Chain store in Western Ukraine

Rukavychka

Rukavychka (Рукавичка) is a chain store in Western Ukraine with a total number of 200 stores. It is part of the trade and production company "Lvivholod" (Львівхолод), one of the largest retailers in Western Ukraine. It ranks 5th among Ukrainian food chains in terms of the number of stores.

== Information ==
The first "Rukavychka" store was opened in December 2003 in Peremyshliany. As of December 2022, the chain had 200 stores with over 3,600 employees. "Rukavychka" is currently opening its stores in Lviv and cities of the Lviv, Ternopil, Ivano-Frankivsk, Zakarpattia, Khmelnytskyi, Volyn and Rivne regions.

All commercial facilities with an area of 200 m^{2} to 1000 m^{2}, with an assortment of 2000 to 9000 items, including food products, household goods, hygiene products and more. "Rukavychka" has its own trademarks "Кухарочка", "Традиція", "Глянц", "То є просто" and "Сірко", under which it sells products of its own production and the best Ukrainian manufacturers.

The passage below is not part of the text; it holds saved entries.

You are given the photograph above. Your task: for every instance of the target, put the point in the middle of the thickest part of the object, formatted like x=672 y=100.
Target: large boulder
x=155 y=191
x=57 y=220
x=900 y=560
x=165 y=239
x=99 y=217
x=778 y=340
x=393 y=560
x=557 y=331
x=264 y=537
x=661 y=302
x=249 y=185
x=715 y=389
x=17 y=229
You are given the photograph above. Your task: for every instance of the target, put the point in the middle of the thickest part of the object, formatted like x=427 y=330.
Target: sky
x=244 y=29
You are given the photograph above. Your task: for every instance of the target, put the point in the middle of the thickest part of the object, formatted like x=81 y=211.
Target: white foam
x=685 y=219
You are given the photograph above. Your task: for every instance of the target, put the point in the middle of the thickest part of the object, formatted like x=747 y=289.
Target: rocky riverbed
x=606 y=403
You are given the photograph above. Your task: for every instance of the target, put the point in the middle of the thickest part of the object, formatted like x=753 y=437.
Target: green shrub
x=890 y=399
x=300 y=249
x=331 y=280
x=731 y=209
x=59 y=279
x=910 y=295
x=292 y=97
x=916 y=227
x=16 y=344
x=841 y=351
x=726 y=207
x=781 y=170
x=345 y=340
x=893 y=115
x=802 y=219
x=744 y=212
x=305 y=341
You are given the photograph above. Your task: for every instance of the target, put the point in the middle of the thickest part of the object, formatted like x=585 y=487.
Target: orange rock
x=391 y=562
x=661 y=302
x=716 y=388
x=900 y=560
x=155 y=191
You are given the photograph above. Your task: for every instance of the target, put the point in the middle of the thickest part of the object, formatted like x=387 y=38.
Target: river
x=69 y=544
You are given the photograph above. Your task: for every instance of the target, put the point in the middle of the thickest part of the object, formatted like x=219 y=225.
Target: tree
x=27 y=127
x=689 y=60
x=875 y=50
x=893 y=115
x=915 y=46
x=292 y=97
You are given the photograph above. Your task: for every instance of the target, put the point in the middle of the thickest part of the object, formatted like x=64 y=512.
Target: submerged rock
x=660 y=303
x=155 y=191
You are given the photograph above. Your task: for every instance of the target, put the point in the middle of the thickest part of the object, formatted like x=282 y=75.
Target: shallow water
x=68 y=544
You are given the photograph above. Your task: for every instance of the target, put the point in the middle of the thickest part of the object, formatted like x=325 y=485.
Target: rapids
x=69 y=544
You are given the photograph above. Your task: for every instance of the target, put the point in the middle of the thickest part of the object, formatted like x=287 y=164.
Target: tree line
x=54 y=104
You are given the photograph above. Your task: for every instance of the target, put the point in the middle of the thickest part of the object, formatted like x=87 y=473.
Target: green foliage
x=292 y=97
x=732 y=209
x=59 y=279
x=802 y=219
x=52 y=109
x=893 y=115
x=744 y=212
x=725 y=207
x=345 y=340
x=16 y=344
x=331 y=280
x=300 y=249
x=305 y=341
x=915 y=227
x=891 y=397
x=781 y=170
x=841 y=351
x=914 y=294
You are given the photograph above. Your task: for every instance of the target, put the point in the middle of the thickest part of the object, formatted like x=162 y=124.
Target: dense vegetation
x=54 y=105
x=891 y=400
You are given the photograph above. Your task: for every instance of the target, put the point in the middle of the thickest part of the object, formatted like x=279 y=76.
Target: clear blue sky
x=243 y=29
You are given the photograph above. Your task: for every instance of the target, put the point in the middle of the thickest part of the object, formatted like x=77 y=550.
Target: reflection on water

== Ban of Russian products ==
At the end of January 2015, the "Rukavychka" retail chain announced a principled complete refusal to sell Russian products from February 1, 2015. Rukavychka became the first retail chain in Ukraine to take such a step.

In April 2019, it abandoned the Russian-language press and replaced it with a Ukrainian-language one.